17. yüzyılda da ise Sultan IV. Murad’ın Bağdad Seferi sonrası Hoca Hasan Efendi’nin İran’da beğendiği yedi çeşit lâleyi yanında getirmesiyle lâle şaşırtıcı bir yenilik olarak adım atıp çabucak benimsendiği Avrupa’dan memlekete bir “yabancı” olarak giriş yapar. Bu dönemde aynı zamanda Çiçek Encümen-i Dânişi, yani Çiçek Akademisi kurulur.
18. yüzyılın başlarındaki ise “Lâle Devri”nde lâle çeşitlerinin sayısı iki bini bulur. Bu devrin pek ani ve kanlı sonu, lâlenin de eski hükümranlığını yok eder. Ancak lâle bu dönemde özellikle Hollanda’da çılgınlığı çoktan geride kalmış olsa da, yetiştirilmeye ve tüm dünyaya dağıtılmaya devam eder.
Çağdaş zamanlarda memleketine değişmiş olarak geri dönen lâle, o eski zarif, incecik, narin bedeninin yerini dolgun bir görünüme bırakmıştır.
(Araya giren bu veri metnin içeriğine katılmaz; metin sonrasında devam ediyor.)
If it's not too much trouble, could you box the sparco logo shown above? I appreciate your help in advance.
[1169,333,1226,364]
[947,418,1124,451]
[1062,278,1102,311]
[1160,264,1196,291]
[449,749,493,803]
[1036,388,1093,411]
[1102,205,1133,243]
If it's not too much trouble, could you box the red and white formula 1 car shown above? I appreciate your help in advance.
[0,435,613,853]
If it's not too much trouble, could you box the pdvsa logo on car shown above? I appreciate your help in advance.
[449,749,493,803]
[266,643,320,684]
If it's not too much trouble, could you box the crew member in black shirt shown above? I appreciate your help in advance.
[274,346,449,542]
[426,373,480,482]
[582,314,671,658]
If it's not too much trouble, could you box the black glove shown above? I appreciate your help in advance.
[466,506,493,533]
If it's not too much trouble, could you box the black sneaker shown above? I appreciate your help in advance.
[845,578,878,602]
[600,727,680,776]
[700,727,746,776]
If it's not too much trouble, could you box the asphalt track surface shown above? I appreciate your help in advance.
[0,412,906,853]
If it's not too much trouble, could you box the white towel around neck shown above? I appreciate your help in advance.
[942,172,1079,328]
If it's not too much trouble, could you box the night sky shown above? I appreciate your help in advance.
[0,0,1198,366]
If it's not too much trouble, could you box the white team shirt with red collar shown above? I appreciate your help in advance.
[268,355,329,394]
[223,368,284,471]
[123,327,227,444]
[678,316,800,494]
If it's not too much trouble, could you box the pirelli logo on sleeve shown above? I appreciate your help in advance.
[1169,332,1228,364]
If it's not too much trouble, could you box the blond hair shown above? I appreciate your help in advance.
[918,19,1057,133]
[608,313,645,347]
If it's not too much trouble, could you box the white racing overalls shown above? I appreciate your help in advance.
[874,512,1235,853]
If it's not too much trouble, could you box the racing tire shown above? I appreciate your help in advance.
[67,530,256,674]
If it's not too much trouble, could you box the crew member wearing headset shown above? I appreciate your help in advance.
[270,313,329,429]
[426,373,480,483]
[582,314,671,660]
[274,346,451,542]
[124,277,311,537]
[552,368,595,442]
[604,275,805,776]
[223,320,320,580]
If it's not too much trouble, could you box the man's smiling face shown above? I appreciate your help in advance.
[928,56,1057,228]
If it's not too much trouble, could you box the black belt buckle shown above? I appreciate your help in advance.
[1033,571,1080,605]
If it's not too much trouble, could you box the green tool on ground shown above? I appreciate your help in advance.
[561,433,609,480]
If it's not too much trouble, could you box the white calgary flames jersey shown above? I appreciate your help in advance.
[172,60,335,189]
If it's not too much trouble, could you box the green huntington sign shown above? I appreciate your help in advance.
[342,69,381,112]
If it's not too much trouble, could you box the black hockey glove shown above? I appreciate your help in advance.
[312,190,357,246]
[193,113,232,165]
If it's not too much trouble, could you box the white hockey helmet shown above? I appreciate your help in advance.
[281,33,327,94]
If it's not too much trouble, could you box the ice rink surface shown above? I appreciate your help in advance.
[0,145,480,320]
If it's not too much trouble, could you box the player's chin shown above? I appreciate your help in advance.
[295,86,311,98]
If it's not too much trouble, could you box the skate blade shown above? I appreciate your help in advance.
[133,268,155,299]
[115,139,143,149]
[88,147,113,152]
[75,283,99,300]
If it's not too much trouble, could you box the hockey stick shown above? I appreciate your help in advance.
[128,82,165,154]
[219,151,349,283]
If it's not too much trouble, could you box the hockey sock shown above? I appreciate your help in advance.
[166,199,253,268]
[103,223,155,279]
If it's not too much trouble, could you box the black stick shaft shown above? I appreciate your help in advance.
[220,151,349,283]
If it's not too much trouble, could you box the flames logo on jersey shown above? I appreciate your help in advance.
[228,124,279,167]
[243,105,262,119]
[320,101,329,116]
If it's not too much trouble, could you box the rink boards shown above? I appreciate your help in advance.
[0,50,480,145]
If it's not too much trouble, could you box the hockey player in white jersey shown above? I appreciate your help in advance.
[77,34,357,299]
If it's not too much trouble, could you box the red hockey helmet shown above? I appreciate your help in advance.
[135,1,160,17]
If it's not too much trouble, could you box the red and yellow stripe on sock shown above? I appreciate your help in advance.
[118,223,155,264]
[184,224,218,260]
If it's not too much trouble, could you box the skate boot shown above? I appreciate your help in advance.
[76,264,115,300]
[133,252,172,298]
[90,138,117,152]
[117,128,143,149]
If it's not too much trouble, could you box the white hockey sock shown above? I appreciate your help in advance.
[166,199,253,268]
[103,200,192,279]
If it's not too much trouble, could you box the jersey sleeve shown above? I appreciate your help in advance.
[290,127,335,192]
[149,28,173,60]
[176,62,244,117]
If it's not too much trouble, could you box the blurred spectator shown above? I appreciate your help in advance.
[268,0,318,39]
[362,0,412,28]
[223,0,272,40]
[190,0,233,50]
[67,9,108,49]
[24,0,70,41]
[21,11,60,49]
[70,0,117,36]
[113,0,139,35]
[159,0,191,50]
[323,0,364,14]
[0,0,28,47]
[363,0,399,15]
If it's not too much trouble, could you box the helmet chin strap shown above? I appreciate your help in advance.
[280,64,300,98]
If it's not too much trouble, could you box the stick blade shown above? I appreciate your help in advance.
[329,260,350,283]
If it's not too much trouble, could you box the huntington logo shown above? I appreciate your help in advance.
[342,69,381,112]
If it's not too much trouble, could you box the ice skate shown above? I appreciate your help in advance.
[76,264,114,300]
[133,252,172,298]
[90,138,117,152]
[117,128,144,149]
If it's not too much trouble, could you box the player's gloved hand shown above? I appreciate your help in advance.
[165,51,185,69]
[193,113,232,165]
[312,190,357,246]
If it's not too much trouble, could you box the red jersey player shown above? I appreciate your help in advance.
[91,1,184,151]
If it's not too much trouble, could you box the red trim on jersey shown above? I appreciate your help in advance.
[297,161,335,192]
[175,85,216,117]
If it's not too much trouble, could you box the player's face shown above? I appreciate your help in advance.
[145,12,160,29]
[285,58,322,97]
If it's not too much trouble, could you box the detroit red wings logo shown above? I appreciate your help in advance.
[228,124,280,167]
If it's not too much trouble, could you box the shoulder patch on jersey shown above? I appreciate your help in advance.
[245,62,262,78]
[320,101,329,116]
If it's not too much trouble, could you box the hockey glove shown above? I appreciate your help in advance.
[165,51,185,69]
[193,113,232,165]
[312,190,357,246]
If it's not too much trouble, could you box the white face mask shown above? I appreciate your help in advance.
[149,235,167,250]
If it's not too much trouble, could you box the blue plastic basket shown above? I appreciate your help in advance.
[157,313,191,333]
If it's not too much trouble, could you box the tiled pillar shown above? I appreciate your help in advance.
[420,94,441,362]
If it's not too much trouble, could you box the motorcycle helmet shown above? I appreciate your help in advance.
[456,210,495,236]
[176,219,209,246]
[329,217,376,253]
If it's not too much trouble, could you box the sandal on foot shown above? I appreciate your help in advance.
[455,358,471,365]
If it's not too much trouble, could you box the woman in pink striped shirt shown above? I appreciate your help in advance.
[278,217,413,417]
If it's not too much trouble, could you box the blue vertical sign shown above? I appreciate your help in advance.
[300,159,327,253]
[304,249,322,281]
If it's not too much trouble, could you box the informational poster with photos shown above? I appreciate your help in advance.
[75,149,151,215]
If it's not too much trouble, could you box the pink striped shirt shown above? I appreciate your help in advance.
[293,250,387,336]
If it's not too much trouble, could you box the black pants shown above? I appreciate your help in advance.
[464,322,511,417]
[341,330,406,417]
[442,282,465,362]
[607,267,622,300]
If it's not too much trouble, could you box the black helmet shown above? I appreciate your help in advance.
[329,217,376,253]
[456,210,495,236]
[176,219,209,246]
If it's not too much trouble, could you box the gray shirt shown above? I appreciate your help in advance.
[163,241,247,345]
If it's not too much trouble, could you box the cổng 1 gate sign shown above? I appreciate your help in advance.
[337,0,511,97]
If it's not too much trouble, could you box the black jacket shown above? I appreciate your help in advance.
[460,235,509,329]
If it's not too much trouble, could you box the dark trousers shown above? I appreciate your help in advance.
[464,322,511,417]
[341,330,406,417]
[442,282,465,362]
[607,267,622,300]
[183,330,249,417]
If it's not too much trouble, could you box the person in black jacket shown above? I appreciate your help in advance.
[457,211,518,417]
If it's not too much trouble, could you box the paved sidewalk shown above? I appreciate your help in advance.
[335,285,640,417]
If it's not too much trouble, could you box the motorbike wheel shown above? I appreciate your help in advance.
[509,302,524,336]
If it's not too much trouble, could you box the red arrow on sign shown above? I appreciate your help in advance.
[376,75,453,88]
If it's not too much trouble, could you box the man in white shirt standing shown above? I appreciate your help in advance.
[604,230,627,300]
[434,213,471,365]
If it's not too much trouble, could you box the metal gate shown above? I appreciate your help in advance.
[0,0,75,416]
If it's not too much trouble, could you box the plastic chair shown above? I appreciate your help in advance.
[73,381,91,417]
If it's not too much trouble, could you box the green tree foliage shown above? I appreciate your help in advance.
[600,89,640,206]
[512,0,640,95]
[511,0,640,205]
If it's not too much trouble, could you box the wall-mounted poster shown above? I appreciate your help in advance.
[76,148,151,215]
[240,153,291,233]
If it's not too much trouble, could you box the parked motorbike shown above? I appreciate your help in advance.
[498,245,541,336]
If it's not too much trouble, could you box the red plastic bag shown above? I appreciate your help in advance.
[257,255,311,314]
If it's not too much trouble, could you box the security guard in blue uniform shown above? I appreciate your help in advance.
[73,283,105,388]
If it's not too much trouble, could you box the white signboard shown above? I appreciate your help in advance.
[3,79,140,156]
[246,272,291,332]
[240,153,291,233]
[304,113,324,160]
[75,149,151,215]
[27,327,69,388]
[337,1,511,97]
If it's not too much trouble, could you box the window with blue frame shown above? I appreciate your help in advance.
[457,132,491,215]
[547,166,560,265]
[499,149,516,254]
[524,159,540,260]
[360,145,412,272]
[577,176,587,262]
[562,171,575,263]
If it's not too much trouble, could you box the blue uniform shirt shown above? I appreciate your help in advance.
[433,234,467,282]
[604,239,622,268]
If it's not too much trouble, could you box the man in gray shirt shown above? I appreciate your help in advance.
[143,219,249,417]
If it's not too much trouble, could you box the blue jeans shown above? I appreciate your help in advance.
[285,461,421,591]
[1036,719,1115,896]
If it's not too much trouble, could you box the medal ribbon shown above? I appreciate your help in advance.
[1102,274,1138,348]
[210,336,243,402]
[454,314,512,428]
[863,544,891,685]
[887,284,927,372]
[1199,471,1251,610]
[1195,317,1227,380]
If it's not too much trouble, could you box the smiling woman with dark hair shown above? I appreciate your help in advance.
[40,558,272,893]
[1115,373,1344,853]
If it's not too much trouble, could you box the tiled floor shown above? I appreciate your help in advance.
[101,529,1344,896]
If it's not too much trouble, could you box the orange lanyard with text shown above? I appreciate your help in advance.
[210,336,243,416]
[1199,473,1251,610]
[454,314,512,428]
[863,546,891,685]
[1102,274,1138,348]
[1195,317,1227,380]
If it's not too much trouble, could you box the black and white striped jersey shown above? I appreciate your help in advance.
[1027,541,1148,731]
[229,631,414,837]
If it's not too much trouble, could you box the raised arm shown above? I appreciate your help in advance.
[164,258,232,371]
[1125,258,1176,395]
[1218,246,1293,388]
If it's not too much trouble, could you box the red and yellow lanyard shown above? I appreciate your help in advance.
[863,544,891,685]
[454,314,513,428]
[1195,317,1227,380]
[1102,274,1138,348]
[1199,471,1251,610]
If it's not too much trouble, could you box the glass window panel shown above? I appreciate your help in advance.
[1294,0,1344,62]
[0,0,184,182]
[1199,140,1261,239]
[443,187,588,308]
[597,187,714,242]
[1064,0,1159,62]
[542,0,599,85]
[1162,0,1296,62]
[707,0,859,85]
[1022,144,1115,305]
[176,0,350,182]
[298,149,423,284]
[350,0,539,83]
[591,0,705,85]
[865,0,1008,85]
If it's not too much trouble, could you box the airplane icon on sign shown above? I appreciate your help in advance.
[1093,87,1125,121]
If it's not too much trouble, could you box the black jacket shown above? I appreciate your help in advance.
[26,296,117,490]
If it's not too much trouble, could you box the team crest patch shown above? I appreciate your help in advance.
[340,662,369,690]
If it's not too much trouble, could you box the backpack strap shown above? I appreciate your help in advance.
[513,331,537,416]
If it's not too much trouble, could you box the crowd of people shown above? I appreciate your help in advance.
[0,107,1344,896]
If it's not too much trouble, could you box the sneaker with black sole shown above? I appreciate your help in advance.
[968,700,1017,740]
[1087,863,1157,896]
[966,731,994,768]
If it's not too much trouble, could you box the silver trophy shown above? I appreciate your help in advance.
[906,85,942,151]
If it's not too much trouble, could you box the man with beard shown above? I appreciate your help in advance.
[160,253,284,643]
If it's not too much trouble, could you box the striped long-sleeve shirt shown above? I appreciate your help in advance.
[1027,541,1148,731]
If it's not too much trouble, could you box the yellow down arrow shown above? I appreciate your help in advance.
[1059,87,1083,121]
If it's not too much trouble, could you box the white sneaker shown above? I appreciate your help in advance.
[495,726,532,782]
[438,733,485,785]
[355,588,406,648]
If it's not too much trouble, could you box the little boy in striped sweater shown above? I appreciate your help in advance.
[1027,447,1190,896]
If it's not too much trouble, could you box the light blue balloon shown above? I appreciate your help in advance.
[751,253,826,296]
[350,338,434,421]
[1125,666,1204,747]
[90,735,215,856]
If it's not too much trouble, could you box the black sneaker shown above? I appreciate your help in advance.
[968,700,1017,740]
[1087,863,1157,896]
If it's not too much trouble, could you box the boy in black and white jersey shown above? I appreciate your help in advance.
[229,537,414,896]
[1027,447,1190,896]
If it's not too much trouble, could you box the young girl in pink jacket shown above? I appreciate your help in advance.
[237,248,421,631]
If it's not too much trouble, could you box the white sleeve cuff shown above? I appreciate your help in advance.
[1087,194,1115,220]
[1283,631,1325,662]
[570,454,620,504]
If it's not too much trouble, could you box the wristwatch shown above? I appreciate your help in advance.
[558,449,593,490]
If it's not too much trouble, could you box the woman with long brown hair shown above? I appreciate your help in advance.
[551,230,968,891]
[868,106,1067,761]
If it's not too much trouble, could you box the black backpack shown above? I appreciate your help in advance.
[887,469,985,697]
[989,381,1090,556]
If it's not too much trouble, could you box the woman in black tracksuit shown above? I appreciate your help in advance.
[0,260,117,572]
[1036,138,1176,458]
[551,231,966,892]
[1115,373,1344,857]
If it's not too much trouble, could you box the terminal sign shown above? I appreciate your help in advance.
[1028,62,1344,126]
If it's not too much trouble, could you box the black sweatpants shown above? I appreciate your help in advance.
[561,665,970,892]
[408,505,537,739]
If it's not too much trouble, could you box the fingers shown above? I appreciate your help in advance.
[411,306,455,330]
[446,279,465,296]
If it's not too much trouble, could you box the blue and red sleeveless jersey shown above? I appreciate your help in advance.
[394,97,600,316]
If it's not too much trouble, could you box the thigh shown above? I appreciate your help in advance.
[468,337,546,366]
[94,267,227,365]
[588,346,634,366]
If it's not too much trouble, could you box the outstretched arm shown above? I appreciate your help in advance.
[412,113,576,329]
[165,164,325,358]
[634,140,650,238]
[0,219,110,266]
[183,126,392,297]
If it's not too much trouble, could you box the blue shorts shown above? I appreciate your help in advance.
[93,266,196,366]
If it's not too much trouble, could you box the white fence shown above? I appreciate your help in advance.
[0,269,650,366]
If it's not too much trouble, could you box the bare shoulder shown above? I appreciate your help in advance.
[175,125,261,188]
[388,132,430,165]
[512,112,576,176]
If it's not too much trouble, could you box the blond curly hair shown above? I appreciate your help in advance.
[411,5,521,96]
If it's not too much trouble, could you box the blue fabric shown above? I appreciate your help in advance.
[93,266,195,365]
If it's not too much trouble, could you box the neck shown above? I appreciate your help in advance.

Ancak görenin çarpıldığı göz kamaştırıcı renkleri yerli yerindedir.
Yazar İrepoğlu, Yapı Kredi Yayınları’ndan çıkan Lâle kitabında bu muhteşem çiçekle ilgili “Lâleye, bu ece çiçeğe yaklaştıkça onu saran halenin genişliği belirginleşir. Lâleye değen bakış o güzelliği yüreğe taşır, yürekse onu bırakmayıp tutmayı arzular. Gökkubbeye uzanan biçimi, göz kamaştıran renkleri ve benzersiz endamıyla girer gönüllere lâle, yüzyıllardır” diyor.